You must figure your taxable income on the basis of a tax year and file an
income tax return. A “tax year” is an annual accounting period for keeping
records and reporting income and expenses. An annual accounting period does
not include a short tax year. The tax years you can use are:

   - *Calendar year* - A calendar tax year is 12 consecutive months
   beginning January 1 and ending December 31.
   - *Fiscal year* - A fiscal tax year is 12 consecutive months ending on
   the last day of any month except December.
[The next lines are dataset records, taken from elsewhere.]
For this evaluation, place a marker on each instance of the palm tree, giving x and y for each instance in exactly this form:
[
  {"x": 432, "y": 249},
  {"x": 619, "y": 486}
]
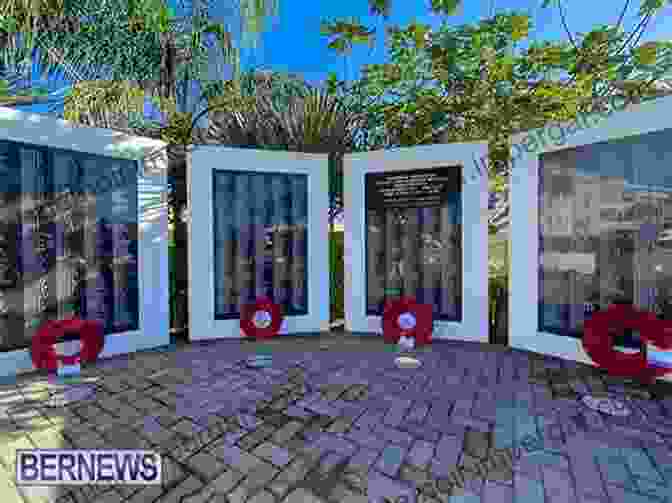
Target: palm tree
[{"x": 109, "y": 48}]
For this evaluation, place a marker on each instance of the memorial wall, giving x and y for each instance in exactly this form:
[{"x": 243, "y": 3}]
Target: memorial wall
[
  {"x": 413, "y": 239},
  {"x": 68, "y": 240}
]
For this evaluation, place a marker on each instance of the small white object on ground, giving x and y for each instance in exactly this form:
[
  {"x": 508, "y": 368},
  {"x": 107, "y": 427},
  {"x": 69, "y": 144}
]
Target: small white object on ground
[
  {"x": 406, "y": 343},
  {"x": 262, "y": 319},
  {"x": 406, "y": 362},
  {"x": 606, "y": 404},
  {"x": 258, "y": 361}
]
A 52-53-week tax year is a fiscal
   tax year that varies from 52 to 53 weeks but does not have to end on the
   last day of a month.

Fiscal Year is fine from our perspective - as in usage it encompasses both
calendar year and fiscal year - and is what the other accounting packages
use (Microsoft, Sage, etc).

David Mitchell
President
NovaPoint Group LLC


On Fri, Nov 19, 2010 at 4:10 AM, Geoff Gardiner <geoff.gardiner@xxxxxxxxx>wrote:

> When you are presenting to a UK or US audience, the system should not need
> translating. (I have never heard of Fiscal being used in this context, for
> example, so would prefer Financial.) I recommend that Fiscal or Financial
> should follow whatever Sage or QuickBooks, etc, use.
>
> Regards,
> Geoff
>
> 2010/11/18 Paulino Ascenção <676922@xxxxxxxxxxxxxxxxxx>
>
> The terms may not be the most commonly used in some countries, like mine,
>> but the translations don't have to be literal.
>> This is not an issue!
>>
>
> When you are translating, this is not an issue, I agree.